A particular focus of our rewearch within data science is on rich and complex data sources, such as sequential and temporal data, histogram data, text, and graphs.  In particular, we are interested in building indexing structures for efficient search in large complex databases, predictive models for time series and sequence classification, as well as subgroup and rule discovery in transactional and sequential data.

Another focus of our research within data science is on ensemble methods, i.e., techniques for generating sets of models that collectively form predictions by voting, and on methods for generating interpretable models, e.g., rule learning. Interpretability has gained more attention in recent years, since data science methods and models have started to be used to larger extend in both industry and society as a whole. It  can be quantified at the model level, i.e., by providing a description of the whole model to the human or by instances, i.e., explaining for each decision the reasons and motivate behind the decision.  There exists lot of aspects on models that relate to interpretability: stability of model, size of model, dimensionality reduction, visualization to name a few.

Moreover, text mining is one of our focus areas, and in particular efficient and resource lean methods using language technology for very large text sets, as well as on semantic analysis, e.g., negation, speculation, and temporality, in order to be able to extract situation-specific, accurate and relevant information from texts.

One main application area for the research at the department is healthcare analytics, which aims for providing efficient and effective decision support for health care and pharmaceutical research. The research group has collaborated for several years with computational chemists in the pharmaceutical industry. This has resulted in new techniques and tools for building predictive models from observed biological activities, e.g., toxicity, of chemical compounds, which are currently being used in the industry.
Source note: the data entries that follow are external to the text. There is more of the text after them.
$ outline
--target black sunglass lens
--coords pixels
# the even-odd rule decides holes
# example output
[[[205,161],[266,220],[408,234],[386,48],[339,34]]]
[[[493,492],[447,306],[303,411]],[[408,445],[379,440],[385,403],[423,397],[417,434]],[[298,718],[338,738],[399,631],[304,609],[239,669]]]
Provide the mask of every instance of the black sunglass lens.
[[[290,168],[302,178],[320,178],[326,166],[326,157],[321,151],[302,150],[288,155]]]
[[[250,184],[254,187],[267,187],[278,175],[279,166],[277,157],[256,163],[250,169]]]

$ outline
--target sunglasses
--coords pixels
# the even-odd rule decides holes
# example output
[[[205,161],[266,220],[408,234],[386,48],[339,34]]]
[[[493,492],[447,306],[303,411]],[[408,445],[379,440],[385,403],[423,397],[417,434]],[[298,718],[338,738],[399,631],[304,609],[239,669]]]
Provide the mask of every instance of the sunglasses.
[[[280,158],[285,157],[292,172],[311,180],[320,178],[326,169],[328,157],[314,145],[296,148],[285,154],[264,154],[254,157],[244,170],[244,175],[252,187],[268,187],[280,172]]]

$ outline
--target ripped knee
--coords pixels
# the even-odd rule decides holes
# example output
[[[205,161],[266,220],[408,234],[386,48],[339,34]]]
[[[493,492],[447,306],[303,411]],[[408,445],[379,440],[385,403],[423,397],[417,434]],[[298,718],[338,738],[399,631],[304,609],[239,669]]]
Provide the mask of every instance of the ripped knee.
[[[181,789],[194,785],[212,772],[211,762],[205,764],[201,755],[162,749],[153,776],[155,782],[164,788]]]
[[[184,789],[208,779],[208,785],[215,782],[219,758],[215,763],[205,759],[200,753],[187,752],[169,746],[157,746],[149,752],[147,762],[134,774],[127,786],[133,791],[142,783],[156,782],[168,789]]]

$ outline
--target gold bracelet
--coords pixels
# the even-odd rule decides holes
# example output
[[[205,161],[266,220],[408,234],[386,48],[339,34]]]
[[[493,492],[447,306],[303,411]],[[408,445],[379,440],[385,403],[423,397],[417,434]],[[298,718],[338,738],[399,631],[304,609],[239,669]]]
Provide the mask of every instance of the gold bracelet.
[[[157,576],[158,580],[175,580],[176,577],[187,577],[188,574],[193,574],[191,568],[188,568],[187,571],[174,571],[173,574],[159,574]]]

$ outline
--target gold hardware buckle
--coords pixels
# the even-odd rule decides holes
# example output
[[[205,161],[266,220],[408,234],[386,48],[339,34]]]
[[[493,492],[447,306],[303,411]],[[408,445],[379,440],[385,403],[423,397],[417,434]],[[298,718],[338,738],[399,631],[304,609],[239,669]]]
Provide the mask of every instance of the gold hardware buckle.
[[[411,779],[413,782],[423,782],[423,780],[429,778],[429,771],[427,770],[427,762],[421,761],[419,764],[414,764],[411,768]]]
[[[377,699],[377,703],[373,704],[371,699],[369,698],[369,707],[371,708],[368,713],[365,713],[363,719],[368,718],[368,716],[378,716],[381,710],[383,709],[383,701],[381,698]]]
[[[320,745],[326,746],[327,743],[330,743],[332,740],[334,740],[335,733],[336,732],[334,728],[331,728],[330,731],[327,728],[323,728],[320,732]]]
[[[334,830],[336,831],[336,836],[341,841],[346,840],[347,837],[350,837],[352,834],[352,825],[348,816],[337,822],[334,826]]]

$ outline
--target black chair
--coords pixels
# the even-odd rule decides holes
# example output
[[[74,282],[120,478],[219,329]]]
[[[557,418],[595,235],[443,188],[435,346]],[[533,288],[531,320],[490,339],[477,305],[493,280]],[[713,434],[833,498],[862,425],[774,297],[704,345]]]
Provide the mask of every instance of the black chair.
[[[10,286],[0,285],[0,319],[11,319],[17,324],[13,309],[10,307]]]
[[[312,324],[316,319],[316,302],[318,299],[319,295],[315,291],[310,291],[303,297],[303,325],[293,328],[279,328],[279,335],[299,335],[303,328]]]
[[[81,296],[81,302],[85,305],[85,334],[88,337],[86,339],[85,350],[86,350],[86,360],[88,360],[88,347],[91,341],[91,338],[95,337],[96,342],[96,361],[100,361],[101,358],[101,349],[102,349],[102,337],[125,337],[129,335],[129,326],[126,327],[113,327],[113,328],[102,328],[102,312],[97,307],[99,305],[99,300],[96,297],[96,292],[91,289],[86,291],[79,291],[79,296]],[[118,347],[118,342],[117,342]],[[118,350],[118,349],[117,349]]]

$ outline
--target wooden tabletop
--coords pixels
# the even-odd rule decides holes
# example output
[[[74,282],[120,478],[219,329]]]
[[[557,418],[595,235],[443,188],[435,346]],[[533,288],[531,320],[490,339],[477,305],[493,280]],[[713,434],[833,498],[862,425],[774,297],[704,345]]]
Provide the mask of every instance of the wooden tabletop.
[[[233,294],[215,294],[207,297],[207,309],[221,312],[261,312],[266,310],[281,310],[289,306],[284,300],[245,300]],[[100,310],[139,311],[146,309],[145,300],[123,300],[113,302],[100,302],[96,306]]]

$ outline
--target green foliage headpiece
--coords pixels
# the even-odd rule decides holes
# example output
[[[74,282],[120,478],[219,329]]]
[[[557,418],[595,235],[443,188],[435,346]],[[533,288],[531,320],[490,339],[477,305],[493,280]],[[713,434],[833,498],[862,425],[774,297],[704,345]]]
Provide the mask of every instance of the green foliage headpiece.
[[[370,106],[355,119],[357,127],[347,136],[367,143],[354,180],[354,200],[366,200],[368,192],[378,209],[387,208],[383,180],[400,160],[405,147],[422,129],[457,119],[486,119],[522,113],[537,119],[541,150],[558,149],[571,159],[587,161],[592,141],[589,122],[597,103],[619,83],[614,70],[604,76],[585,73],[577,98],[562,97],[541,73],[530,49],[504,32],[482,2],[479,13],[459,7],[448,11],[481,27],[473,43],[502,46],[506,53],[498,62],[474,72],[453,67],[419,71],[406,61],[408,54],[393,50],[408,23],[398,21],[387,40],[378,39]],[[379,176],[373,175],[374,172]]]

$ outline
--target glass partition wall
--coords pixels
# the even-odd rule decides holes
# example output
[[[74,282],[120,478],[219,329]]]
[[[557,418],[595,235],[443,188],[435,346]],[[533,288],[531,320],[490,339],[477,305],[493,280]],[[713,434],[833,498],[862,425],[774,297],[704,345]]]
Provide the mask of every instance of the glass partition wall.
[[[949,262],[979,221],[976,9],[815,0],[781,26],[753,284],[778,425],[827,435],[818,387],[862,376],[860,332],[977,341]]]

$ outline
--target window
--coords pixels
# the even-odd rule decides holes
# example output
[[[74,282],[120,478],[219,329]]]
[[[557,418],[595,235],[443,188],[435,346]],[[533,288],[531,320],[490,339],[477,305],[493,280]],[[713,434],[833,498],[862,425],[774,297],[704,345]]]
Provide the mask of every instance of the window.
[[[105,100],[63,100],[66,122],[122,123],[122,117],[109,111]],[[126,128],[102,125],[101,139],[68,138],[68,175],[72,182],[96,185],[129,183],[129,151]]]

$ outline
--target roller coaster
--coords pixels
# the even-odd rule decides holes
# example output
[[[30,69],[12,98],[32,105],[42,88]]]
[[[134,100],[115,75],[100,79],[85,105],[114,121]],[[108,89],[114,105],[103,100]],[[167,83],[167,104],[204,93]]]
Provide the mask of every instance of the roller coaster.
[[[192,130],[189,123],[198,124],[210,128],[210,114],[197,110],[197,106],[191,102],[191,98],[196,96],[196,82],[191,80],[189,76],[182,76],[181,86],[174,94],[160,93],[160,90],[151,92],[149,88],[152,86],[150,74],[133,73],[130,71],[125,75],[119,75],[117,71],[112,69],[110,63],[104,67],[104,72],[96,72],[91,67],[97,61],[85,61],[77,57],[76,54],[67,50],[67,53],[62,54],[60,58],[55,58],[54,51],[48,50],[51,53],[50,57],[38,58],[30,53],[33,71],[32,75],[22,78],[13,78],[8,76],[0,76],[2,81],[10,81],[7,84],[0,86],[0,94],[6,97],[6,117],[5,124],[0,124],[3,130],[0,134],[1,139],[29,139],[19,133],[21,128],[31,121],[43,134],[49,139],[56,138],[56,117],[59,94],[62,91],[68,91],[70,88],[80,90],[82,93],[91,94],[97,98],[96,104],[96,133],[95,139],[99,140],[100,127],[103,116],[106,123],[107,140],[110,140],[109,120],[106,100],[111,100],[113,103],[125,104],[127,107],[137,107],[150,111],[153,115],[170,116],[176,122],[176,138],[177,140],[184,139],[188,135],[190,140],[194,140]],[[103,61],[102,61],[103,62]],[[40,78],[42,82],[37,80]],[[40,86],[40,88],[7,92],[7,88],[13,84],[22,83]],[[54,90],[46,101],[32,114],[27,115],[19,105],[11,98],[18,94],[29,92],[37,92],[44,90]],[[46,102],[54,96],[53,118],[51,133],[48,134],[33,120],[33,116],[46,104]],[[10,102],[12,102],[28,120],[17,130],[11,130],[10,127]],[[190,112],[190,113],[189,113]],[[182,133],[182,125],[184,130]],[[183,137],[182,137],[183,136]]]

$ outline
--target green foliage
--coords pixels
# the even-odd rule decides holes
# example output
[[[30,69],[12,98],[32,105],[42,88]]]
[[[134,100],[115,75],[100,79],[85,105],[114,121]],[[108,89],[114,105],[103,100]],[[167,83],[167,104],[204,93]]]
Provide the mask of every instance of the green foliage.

Another application area that we are involved in is facilitating integrated vehicle health monitoring (IVHM) of heavy trucks. The focus then was to investigate how to predict the vehicle's health status by calculating the components remaining life to be able for create better decisions for example: (1) using health status to schedule maintenance so that unplanned downtime is minimized, (2) creating a system that optimizes maintenance plans based in part on the health status and customer preferences, and (3) creating a system that provides decision support to drivers and fleet planners utilization of vehicles.